Stopping By Woods on a Snowy Evening

Whose woods these are I think I know.
His house is in the village though;
He will not see me stopping here
To watch his woods fill up with snow.

My little horse must think it queer
To stop without a farmhouse near
Between the woods and frozen lake
The darkest evening of the year.

He gives his harness bells a shake
To ask if there is some mistake.
The only other sound’s the sweep
Of easy wind and downy flake.

The woods are lovely, dark and deep,
But I have promises to keep,
And miles to go before I sleep,
And miles to go before I sleep.

— Robert Frost (American poet, 1874-1963)   Published in the collection New Hampshire (1923).  This volume of Frost’s poems is a Pulitzer-prize winning collection.

snowynightquartermoon                         220px-newhampshire

2 thoughts on “A snowy night…

  1. kvennarad says:

    Ah, Frost! The poet who once categorised free verse as playing tennis with the net lowered. There’s something wonderful about this poem, and it’s that double line at the end. Repetition is an opportunity to reconsider meaning, an opportunity for repositioning. Just think about a recitation of this poem where stress in the repetition is different from stress in the first, for example.

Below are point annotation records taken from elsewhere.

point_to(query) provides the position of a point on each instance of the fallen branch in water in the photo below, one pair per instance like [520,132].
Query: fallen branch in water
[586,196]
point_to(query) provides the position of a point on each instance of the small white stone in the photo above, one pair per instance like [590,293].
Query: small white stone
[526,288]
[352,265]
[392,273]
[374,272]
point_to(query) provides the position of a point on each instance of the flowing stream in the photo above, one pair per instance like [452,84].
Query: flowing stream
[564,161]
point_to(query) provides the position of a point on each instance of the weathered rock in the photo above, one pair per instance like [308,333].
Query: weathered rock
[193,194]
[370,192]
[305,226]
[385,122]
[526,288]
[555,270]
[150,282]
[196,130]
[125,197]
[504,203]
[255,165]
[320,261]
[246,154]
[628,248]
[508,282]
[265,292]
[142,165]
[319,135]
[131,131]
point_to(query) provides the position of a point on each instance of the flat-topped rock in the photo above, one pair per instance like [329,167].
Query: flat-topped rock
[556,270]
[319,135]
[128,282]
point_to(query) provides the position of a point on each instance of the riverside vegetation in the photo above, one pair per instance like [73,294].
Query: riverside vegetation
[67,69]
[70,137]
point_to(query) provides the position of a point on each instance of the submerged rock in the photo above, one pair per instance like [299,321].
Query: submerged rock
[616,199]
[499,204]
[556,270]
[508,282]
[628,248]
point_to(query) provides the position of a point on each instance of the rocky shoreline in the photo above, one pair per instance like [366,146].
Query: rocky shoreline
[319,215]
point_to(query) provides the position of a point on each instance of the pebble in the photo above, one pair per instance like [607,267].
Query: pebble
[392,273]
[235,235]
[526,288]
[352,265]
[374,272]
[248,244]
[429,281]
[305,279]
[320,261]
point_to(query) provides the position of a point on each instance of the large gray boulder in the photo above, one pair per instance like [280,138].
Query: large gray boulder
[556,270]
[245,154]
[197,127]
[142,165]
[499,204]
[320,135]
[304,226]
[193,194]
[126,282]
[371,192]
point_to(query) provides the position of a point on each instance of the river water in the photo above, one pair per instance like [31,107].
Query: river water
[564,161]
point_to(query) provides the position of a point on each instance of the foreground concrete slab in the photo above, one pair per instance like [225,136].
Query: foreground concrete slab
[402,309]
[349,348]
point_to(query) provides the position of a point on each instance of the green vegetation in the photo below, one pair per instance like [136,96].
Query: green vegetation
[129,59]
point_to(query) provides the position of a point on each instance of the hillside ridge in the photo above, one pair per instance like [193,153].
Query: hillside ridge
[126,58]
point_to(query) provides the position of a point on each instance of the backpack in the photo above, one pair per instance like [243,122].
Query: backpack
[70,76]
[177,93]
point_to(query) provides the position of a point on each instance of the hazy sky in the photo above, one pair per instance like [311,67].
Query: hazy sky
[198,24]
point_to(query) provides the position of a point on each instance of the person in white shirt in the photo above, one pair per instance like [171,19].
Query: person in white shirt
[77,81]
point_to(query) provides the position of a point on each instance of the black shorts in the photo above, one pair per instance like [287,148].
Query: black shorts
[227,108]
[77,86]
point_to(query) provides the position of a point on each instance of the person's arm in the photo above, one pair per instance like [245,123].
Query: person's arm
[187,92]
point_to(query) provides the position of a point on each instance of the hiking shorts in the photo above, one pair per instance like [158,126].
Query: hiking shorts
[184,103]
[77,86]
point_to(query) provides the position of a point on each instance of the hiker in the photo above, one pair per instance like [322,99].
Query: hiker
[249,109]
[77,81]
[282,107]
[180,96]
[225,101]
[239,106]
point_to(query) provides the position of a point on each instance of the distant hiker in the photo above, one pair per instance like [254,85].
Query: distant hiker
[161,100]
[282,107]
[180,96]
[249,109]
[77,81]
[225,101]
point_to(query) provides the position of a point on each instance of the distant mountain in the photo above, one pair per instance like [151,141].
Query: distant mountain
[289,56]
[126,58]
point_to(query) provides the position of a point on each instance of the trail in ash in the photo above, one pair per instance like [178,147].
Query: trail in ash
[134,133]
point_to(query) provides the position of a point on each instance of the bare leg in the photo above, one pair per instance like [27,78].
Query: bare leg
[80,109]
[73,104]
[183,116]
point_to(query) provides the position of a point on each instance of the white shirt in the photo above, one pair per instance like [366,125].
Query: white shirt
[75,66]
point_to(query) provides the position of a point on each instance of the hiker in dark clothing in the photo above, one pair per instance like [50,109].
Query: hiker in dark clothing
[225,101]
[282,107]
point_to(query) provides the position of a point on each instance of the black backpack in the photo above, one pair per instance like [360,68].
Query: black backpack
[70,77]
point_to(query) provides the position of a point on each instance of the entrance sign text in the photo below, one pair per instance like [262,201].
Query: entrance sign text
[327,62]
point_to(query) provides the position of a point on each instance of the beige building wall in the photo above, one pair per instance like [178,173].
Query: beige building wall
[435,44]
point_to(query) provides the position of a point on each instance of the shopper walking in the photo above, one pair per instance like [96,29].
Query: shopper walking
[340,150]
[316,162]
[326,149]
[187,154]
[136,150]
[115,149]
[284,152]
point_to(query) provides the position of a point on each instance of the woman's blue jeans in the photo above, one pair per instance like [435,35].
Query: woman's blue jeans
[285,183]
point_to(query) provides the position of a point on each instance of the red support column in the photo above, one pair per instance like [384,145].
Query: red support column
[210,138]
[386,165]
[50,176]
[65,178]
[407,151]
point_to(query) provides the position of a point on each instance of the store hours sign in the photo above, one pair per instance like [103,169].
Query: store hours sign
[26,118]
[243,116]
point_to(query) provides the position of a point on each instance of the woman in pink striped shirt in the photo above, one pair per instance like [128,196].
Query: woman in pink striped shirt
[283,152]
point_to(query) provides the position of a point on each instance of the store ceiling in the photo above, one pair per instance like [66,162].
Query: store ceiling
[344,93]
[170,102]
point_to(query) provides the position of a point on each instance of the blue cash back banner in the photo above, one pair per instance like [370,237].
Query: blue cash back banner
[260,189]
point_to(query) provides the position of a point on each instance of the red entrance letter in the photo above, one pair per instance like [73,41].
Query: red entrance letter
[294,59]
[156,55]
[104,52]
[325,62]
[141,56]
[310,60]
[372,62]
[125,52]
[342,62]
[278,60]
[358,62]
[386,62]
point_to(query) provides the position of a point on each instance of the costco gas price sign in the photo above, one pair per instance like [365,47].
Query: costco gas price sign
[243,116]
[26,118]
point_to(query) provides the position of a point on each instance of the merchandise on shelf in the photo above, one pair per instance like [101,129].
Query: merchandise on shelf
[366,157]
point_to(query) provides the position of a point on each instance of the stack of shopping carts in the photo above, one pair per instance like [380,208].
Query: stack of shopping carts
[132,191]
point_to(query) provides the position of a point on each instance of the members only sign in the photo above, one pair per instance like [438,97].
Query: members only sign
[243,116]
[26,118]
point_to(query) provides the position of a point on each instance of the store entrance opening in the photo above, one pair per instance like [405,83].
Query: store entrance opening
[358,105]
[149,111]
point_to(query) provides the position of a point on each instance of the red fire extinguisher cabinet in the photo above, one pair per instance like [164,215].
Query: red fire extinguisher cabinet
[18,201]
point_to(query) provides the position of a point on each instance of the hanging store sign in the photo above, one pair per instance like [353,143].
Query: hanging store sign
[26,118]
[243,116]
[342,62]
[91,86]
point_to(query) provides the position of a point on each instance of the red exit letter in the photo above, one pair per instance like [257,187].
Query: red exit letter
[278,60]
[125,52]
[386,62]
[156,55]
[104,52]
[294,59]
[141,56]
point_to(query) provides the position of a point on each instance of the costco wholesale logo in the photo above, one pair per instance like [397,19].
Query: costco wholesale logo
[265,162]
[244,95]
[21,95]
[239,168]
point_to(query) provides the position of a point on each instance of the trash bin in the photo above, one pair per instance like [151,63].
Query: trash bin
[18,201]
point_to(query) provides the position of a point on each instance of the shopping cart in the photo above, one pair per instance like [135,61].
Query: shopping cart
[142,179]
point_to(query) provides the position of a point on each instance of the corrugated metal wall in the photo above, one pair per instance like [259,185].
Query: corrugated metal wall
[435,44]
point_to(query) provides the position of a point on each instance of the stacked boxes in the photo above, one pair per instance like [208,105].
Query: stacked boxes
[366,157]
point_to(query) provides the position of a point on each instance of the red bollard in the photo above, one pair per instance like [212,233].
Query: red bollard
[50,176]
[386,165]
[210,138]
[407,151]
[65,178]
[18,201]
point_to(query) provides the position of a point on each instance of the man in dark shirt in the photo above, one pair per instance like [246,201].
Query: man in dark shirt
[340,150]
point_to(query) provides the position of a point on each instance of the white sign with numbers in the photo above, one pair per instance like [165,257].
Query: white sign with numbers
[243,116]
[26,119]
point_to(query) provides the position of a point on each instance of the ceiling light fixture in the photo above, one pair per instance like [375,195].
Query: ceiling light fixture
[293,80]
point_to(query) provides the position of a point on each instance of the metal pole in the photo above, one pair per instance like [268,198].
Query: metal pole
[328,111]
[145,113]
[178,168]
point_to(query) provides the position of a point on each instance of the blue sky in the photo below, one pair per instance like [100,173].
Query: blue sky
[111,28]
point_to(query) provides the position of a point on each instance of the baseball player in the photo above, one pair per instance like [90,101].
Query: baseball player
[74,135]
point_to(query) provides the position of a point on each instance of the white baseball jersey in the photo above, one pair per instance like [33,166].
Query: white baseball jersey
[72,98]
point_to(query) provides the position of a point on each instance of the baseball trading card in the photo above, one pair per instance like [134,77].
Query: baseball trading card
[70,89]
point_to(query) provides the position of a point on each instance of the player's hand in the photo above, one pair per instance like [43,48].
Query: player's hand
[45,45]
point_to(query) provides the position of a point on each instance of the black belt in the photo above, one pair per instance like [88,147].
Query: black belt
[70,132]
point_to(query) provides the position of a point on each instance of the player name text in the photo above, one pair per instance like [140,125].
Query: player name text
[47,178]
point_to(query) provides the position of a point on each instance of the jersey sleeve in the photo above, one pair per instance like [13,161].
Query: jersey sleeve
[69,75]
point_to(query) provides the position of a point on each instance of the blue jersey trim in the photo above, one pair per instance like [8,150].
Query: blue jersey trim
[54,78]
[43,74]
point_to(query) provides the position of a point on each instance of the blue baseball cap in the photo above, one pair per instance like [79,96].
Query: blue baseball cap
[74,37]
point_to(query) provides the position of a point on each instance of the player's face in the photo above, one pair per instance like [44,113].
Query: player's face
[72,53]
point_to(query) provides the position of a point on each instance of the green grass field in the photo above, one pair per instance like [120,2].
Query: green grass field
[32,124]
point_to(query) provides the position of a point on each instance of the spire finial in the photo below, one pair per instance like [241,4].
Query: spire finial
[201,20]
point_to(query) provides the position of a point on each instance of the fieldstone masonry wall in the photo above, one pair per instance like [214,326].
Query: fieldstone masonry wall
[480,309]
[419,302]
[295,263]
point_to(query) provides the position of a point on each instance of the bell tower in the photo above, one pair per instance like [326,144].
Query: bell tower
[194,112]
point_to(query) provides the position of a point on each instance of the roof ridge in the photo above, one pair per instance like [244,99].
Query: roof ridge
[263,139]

    • I think I’ve been surprised at how Frost’s images are very direct and seemingly simplistic yet startling visual.
      In this poem the strength of the repetition of the double line at the end is something I haven’t thought about until you mentioned it — you’re right about how the repetition is a way to reconsider the meaning. Instead of mere redundancy it possibly is a reflection of how the poet’s “promises to keep” evokes a state of insomnia/worry so his miles to go before sleep is both the physical distance between the woods & his destination and the insomnia distance between wakefulness and rest.